Letizia balla da sola

Alessandro Da Rold
28/09/2010

Candidatura di Milano a rischio. Il Pdl in silenzio

Letizia balla da sola

Prima l’allagamento della metropolitana, ora i problemi sull’Expo 2015. La settimana di festa del Popolo della Libertà, a Milano, si è trasformata in un esame di fine mandato sul sindaco Letizia Moratti. Risolta l’emergenza del Seveso, il primo cittadino si è trovata ad affrontare un nodo ben più complesso, quello delle aree su cui sorgeranno i padiglioni dell’Expo che, tra meno di cinque anni, coinvolgerà il capoluogo lombardo. Il tempo stringe. Perché, tra meno di venti giorni, il Bureau International des Exposition (Bie) vuole essere certo della disponibilità delle aree, pena la revoca dell’assegnazione della manifestazione.

Il Pdl non c’è e Bossi avanza

In questa vicenda, la Moratti appare abbandonata dai partiti di centrodestra, in balia delle decisioni del Governo e della Regione Lombardia. D’altra parte, quando Lucio Stanca, deputato del Pdl, lasciò l’incarico di amministratore delegato di Expo 2015 Spa, regalò ai cronisti questo virgolettato: «Intorno all’Expo ci sono basse manovre».
Questi movimenti sotterranei riguarderebbero proprio la Moratti che, tra sei mesi, dovrebbe ricandidarsi a sindaco di Milano nonostante i malumori di buona parte della maggioranza di palazzo Marino.
Non è un mistero che la Lega Nord punti allo scranno più alto di piazza della Scala o, almeno, alla seggiola di vicesindaco. E l’europarlamentare Matteo Salvini, ex segretario provinciale del Carroccio, ha già proposto più di una volta il nome del leader Umberto Bossi.

Nessun segnale da Tremonti e Formigoni

Significativo, poi, il silenzio, che ha già annunciato nei mesi scorsi di non avere i fondi necessari per l’acquisto delle aree. La crisi in corso, unita ai vecchi attriti tra i due, ha fatto sì che il dicastero di via XX settembre non abbia stanziato un centesimo per salvare l’evento dal pantano.
Dall’altra parte, c’è il presidente Roberto Formigoni, che ha proposto la soluzione della Newco, una società per azioni che potrebbe gestire le aree sotto l’egida esclusiva del grattacielo Pirelli: in questo modo, il ruolo della Moratti verrebbe molto ridimensionato, se non addirittura azzerato.
In questa chiave, sembra quasi che Tremonti e Formigoni, dopo un’estate di attriti sulla Finanziaria, vadano ora d’amore e d’accordo. Del resto, la pace tra i due era stata già siglata alla fine di agosto, al Meeting di Rimini, quando il ministro dell’Economia aveva parlato di fronte alla platea della kermesse di Comunione e Liberazione.

Il silenzio di Berlusconi

Sullo sfondo, infine, c’è l’assenza del presidente del Consiglio Silvio Berlusconi: il Cavaliere non ha ancora lanciato la candidatura della Moratti alle prossime amministrative.
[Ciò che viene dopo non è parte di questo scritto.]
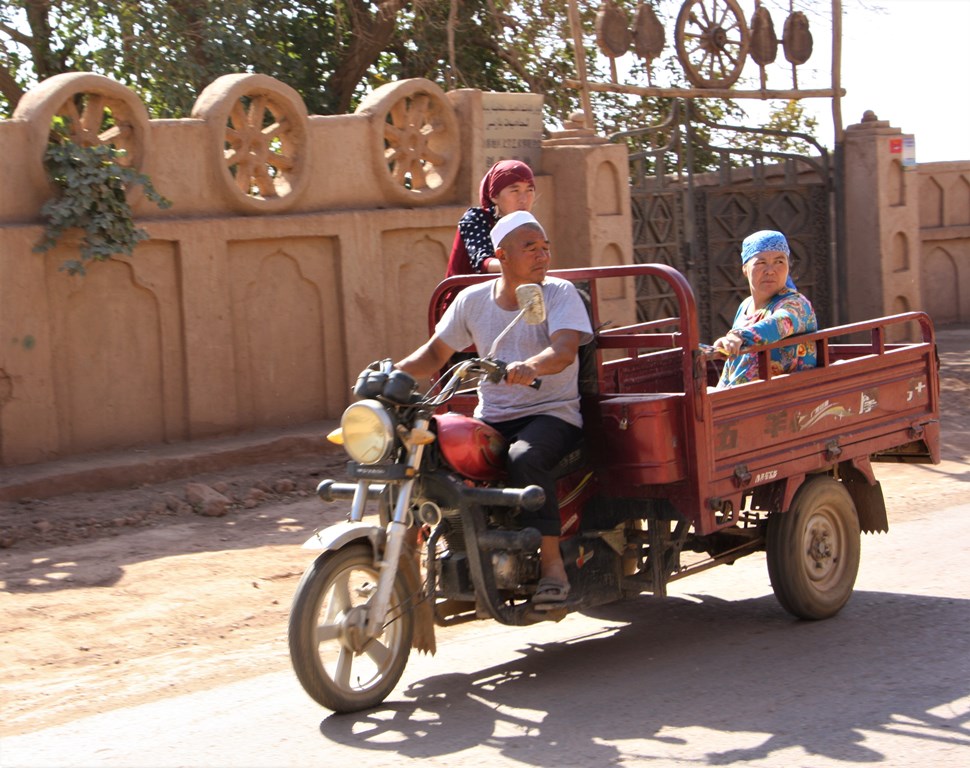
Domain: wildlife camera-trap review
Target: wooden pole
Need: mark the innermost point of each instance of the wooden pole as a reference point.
(577, 30)
(837, 91)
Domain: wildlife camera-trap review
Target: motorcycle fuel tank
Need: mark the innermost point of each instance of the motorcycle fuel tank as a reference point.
(471, 447)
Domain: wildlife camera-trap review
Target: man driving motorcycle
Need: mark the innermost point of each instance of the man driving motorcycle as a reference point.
(543, 424)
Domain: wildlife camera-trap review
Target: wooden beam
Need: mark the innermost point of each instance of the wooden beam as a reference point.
(702, 93)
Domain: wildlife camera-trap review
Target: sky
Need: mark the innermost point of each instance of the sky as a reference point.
(908, 62)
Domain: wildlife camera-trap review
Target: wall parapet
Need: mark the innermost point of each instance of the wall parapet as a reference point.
(298, 248)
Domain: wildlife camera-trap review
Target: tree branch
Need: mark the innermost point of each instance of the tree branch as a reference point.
(16, 35)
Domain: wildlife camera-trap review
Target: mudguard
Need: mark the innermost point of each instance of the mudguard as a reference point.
(338, 535)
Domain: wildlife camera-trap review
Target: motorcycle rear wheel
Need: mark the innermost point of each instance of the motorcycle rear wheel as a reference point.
(335, 665)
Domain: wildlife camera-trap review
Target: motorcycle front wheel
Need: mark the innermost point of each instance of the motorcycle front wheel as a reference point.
(336, 663)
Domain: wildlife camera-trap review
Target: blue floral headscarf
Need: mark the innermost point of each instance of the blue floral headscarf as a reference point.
(766, 240)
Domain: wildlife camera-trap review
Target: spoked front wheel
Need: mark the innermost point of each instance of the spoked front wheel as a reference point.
(814, 549)
(335, 661)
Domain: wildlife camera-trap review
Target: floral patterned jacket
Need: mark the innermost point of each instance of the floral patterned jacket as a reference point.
(787, 313)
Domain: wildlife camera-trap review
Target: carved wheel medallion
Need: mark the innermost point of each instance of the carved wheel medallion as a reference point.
(712, 41)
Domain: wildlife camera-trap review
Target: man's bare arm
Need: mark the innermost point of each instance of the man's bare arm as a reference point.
(562, 350)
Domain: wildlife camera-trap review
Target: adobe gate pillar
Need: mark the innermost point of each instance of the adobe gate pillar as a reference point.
(882, 220)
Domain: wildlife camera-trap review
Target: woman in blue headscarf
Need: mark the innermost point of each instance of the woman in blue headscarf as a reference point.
(773, 311)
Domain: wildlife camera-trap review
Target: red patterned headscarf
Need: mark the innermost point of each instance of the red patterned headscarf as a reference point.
(501, 175)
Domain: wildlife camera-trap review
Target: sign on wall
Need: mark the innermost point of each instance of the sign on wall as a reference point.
(512, 128)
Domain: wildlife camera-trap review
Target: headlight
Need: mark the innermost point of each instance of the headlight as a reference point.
(368, 432)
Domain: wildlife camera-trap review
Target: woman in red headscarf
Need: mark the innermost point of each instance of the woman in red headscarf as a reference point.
(508, 186)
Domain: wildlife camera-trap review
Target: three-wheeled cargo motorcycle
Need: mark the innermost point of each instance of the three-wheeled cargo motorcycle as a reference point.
(673, 477)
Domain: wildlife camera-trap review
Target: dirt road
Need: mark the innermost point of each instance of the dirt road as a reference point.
(117, 598)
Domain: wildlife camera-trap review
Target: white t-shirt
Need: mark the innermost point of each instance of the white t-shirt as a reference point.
(475, 318)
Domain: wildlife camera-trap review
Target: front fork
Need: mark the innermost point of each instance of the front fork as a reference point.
(397, 530)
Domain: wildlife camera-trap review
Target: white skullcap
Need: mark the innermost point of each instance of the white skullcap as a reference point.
(513, 221)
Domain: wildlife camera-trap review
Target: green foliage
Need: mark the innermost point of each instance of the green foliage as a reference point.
(93, 197)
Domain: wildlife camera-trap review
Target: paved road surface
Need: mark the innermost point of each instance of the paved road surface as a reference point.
(715, 675)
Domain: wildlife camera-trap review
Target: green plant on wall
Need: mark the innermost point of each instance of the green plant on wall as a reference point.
(93, 187)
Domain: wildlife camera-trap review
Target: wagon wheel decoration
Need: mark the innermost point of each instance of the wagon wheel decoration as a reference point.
(260, 130)
(416, 140)
(711, 38)
(94, 109)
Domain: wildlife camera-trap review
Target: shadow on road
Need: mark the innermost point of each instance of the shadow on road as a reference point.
(889, 663)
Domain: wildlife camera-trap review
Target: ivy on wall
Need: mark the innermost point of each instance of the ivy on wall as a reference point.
(92, 197)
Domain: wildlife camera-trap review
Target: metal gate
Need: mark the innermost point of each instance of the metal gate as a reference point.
(699, 188)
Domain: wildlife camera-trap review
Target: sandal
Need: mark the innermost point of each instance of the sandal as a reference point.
(550, 591)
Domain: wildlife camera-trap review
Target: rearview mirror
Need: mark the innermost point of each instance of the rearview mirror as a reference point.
(530, 301)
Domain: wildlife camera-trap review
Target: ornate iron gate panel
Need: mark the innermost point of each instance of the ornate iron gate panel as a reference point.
(695, 200)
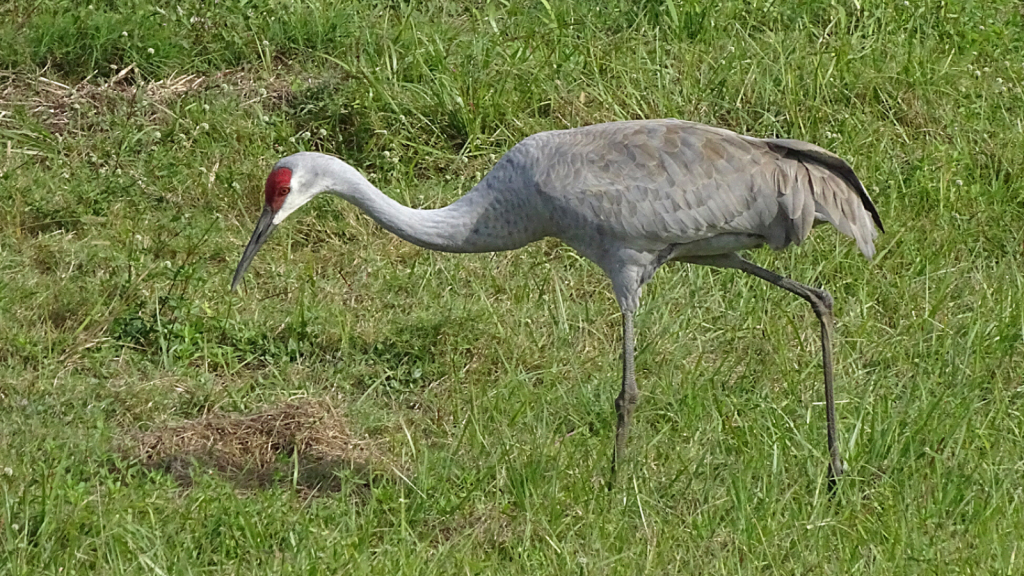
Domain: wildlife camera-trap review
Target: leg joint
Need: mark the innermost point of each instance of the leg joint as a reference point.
(627, 399)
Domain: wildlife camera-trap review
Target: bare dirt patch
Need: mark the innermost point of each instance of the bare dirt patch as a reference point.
(305, 444)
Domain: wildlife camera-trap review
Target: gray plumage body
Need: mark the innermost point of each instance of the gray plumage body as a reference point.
(629, 196)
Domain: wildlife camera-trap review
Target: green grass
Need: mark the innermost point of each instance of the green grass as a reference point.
(480, 387)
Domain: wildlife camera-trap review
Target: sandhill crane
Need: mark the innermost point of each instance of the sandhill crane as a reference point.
(629, 196)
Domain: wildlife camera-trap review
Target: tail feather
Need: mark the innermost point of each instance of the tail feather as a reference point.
(853, 215)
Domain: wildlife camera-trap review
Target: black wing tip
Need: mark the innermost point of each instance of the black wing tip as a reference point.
(806, 151)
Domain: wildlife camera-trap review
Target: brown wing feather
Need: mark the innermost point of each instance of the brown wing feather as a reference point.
(656, 182)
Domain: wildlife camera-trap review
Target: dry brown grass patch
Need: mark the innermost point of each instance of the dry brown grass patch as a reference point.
(306, 444)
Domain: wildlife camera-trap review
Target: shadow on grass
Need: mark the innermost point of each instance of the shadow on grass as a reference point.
(305, 445)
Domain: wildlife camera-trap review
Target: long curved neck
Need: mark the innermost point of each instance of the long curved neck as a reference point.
(492, 217)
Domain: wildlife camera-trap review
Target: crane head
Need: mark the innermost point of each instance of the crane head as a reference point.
(276, 206)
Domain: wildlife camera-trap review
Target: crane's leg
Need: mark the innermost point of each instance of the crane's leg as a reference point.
(821, 302)
(629, 396)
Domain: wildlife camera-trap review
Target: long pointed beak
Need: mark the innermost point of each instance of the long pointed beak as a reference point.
(263, 229)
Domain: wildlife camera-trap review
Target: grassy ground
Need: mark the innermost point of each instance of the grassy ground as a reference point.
(366, 406)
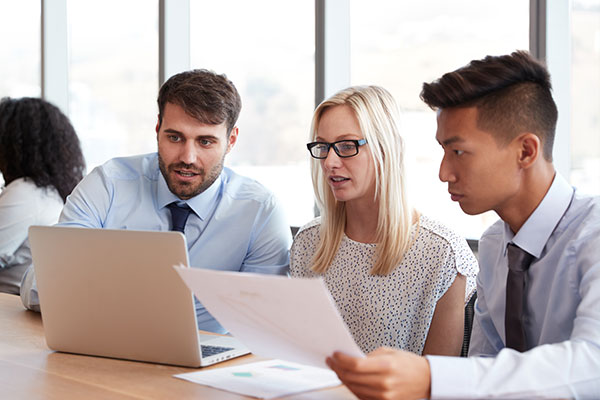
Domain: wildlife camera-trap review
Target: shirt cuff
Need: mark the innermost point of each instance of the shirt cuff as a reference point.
(451, 377)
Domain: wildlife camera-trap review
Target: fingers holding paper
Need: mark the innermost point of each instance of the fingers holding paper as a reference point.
(384, 374)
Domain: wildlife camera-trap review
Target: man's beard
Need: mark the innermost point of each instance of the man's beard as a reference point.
(188, 190)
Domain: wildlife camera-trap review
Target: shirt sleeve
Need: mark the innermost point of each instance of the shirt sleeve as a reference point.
(269, 249)
(15, 218)
(569, 369)
(86, 206)
(484, 337)
(89, 203)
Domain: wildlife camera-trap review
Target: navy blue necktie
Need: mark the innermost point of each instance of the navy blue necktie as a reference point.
(179, 215)
(518, 264)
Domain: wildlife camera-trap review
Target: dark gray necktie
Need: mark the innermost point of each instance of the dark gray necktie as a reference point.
(518, 264)
(179, 215)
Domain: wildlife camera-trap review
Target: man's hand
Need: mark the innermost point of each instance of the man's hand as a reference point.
(384, 374)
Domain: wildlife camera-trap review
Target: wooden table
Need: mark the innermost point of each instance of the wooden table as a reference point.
(29, 370)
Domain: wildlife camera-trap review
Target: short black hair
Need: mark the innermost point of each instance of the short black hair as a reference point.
(38, 143)
(512, 94)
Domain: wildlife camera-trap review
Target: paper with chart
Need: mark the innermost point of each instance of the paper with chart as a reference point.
(274, 316)
(265, 379)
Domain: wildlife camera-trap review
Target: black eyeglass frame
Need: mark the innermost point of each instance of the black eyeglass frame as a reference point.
(357, 144)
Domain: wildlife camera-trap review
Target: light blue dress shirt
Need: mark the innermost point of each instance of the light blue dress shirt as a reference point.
(236, 224)
(562, 308)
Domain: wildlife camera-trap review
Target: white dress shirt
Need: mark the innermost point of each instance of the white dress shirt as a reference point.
(236, 224)
(22, 204)
(562, 308)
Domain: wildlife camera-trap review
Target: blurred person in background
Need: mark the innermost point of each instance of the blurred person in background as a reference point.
(41, 162)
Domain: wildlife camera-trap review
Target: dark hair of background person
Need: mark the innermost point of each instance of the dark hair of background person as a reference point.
(512, 94)
(210, 98)
(38, 142)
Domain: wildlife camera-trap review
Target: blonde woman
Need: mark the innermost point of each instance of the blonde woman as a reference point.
(400, 279)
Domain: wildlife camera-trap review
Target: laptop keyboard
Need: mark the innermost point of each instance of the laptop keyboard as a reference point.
(212, 350)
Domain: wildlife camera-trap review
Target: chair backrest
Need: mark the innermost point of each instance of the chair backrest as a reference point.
(469, 314)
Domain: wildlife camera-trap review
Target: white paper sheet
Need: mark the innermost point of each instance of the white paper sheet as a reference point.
(265, 379)
(274, 316)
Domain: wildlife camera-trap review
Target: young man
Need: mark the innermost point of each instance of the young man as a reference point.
(230, 222)
(537, 318)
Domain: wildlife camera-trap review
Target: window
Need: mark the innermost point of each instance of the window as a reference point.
(113, 76)
(399, 45)
(266, 48)
(585, 95)
(20, 48)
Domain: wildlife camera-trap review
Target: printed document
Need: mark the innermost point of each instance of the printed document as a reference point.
(274, 316)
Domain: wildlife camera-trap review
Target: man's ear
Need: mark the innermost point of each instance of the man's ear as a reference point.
(232, 139)
(530, 149)
(157, 126)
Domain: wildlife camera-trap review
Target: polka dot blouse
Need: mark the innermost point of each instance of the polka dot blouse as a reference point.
(392, 310)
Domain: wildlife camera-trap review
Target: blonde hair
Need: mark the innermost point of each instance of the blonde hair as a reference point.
(377, 115)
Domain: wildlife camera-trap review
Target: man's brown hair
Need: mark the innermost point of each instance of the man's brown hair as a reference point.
(512, 94)
(210, 98)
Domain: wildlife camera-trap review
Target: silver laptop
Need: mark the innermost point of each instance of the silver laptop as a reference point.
(114, 293)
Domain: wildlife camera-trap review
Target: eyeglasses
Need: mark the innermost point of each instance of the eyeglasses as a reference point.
(343, 148)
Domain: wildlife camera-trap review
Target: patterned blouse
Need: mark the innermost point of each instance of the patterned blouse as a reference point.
(392, 310)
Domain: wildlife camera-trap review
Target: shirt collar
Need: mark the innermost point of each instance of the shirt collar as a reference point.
(202, 204)
(536, 231)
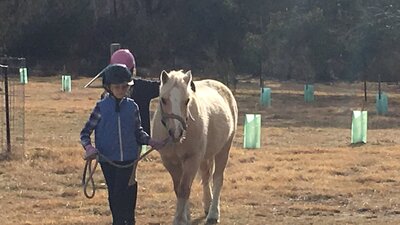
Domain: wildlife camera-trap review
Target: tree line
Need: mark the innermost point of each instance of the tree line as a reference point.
(307, 40)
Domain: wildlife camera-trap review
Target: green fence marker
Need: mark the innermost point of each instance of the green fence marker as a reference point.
(66, 83)
(308, 93)
(359, 127)
(23, 75)
(252, 131)
(381, 103)
(265, 97)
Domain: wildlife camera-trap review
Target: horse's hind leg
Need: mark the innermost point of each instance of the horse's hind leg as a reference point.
(221, 160)
(206, 170)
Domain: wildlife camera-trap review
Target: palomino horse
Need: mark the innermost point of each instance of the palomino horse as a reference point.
(200, 117)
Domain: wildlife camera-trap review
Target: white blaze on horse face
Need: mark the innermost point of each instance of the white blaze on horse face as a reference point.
(176, 99)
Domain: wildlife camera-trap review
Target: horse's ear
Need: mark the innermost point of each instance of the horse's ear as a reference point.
(188, 79)
(164, 77)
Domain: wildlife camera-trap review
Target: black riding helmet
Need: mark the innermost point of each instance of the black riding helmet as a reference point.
(116, 74)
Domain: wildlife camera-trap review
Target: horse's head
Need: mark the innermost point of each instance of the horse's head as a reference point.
(176, 92)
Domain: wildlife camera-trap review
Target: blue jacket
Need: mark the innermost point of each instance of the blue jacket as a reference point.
(118, 131)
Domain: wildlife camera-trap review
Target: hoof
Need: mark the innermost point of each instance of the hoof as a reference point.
(212, 221)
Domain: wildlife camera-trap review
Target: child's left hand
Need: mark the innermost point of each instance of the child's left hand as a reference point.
(156, 144)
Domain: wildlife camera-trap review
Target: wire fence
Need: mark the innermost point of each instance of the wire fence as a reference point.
(12, 107)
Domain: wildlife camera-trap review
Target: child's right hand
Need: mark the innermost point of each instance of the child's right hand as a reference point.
(91, 152)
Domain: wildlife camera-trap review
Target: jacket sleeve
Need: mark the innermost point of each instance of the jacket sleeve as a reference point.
(90, 125)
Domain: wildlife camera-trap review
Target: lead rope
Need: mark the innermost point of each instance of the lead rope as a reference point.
(91, 170)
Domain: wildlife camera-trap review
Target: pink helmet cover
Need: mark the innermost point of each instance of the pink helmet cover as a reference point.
(123, 56)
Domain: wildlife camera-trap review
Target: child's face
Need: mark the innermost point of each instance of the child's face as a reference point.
(119, 90)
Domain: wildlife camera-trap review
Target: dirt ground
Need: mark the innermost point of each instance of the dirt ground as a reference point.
(306, 171)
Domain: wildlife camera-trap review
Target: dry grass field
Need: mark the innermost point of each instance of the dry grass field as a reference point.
(306, 171)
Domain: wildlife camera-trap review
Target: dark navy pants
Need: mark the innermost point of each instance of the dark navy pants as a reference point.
(121, 196)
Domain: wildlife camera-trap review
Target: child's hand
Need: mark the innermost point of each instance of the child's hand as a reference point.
(156, 144)
(91, 152)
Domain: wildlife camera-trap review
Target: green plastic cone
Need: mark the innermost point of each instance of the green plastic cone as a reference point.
(381, 103)
(308, 93)
(252, 131)
(265, 97)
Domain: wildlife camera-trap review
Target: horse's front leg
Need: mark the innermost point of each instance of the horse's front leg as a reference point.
(189, 170)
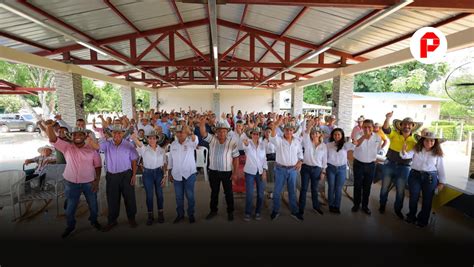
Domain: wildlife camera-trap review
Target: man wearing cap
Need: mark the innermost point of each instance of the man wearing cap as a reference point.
(182, 166)
(121, 161)
(223, 165)
(367, 145)
(396, 169)
(154, 169)
(81, 174)
(289, 158)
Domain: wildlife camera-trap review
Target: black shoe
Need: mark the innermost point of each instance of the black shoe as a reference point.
(161, 217)
(68, 232)
(274, 215)
(382, 209)
(366, 210)
(109, 227)
(132, 223)
(318, 210)
(97, 226)
(211, 215)
(400, 214)
(178, 219)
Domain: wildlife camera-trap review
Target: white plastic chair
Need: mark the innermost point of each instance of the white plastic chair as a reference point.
(10, 181)
(201, 160)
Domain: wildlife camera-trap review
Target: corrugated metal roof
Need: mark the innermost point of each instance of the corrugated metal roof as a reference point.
(399, 96)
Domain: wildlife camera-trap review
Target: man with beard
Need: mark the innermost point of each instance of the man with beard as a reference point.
(81, 175)
(396, 169)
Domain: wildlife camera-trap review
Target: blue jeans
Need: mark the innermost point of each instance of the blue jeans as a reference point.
(282, 176)
(249, 182)
(397, 174)
(181, 188)
(152, 182)
(336, 176)
(309, 174)
(424, 182)
(72, 192)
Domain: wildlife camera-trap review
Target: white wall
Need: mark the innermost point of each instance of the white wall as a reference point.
(245, 100)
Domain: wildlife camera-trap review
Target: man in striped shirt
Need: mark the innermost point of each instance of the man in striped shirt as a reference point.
(224, 161)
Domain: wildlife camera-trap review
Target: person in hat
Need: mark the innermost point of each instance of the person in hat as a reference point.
(182, 167)
(223, 165)
(121, 161)
(255, 171)
(46, 157)
(289, 158)
(314, 165)
(427, 174)
(154, 168)
(367, 145)
(357, 130)
(396, 169)
(81, 174)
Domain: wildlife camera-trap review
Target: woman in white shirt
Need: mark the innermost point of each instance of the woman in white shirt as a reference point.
(255, 170)
(336, 170)
(153, 157)
(314, 165)
(427, 173)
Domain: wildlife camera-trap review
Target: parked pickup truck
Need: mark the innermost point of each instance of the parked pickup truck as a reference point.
(22, 122)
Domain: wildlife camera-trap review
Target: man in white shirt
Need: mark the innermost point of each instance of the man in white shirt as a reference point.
(223, 165)
(182, 165)
(367, 144)
(289, 157)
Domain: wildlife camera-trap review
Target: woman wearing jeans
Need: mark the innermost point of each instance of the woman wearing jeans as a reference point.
(255, 170)
(427, 174)
(337, 167)
(154, 167)
(314, 165)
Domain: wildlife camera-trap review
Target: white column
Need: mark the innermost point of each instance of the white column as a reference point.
(342, 91)
(296, 100)
(128, 100)
(70, 96)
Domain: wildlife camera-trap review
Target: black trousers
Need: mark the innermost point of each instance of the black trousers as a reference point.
(363, 175)
(215, 179)
(118, 184)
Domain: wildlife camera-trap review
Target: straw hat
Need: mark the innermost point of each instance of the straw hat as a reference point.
(397, 124)
(429, 135)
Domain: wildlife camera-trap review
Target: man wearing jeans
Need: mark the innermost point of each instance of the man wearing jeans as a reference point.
(182, 166)
(289, 158)
(367, 144)
(82, 174)
(396, 169)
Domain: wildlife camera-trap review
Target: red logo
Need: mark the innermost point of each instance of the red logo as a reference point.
(425, 47)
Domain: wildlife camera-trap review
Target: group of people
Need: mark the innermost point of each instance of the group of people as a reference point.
(317, 150)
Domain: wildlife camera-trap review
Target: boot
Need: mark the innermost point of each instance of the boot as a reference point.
(150, 219)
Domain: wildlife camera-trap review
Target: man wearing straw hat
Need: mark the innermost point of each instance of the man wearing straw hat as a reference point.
(289, 158)
(223, 165)
(121, 161)
(396, 169)
(81, 174)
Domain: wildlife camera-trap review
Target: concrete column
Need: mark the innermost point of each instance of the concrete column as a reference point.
(342, 90)
(296, 100)
(216, 104)
(154, 99)
(276, 101)
(128, 100)
(70, 96)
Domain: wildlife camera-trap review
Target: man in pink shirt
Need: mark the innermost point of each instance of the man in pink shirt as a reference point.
(81, 175)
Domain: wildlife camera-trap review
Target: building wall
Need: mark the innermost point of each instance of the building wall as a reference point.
(376, 109)
(245, 100)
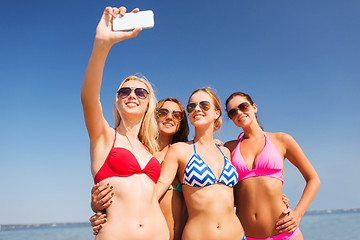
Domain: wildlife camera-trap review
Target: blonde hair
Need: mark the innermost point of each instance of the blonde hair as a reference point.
(149, 129)
(215, 101)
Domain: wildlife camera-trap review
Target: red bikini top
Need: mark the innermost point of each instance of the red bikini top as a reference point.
(120, 162)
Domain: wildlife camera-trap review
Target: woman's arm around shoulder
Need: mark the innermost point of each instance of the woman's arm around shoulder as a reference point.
(296, 156)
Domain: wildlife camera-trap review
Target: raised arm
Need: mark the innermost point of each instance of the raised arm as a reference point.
(105, 38)
(297, 157)
(169, 168)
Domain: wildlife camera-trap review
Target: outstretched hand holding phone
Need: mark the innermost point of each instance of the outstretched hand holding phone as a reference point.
(104, 31)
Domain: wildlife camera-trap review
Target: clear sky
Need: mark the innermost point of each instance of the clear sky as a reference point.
(299, 60)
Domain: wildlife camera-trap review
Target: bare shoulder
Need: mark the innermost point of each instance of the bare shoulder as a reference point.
(231, 145)
(281, 137)
(226, 151)
(180, 148)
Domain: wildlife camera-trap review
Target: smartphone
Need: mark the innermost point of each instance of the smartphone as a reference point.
(142, 19)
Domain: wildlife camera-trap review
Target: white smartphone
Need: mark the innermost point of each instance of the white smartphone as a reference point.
(142, 19)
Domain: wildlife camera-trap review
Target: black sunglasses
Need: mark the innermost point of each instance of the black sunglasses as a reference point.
(204, 105)
(126, 91)
(244, 107)
(164, 112)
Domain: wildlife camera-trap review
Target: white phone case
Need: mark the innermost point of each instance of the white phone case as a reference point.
(142, 19)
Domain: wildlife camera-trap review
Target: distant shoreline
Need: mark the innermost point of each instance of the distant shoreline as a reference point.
(49, 225)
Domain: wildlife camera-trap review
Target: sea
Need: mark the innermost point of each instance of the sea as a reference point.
(317, 225)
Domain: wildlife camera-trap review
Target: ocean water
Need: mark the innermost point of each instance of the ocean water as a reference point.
(322, 226)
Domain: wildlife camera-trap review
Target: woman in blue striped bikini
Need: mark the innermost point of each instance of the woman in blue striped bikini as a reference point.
(206, 174)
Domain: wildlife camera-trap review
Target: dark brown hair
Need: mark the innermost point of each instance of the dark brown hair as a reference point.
(241, 94)
(182, 134)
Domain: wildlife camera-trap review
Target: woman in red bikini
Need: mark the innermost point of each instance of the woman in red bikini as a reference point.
(173, 127)
(259, 160)
(122, 157)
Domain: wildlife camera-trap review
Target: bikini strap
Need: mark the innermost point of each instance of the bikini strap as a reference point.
(240, 136)
(114, 139)
(194, 147)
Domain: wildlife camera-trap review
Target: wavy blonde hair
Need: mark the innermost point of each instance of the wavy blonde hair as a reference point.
(149, 129)
(215, 100)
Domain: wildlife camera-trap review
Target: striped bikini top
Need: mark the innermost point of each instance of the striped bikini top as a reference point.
(198, 174)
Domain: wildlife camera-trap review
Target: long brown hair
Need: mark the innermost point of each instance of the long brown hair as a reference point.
(247, 96)
(182, 134)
Nel 2005 lo fece a dicembre, tra le lacrime commosse dell’allora ministro dell’Istruzione.
Oggi, però, la situazione è diversa, dal momento che la sua popolarità sarebbe in calo e richiederebbe una spinta maggiore in vista della nuova tornata elettorale.
Certo, lo scontro a distanza con il presidente della Camera Gianfranco Finiha tenuto il premier più impegnato nelle vicende romane che in quelle milanesi.
Anche se non bisogna dimenticare il celebre siparietto di fine giugno quando, durante una cena, la Moratti chiese a Berlusconi di firmare il protocollo che stanziava i finanziamenti statali per l’Expo 2015: alla richiesta del sindaco, il Cavaliere rispose con una delle sue barzellette. Poi il decreto fu firmato, ma “le basse manovre” sembrano continuare imperterrite, dato il perenne stallo sulle aree.
In un’intervista radiofonica del 28 settembre, la Moratti ha tranquillizzato i milanesi, sostenendo che «i terreni per l’Expo di Milano non possono che essere quelli presentati nel dossier di registrazione».
E, rispetto alle prossime elezioni, è stata ancor più lapidaria: «Io ho dato la mia disponibilità a candidarmi». Insomma, tutto dipende sempre dagli altri.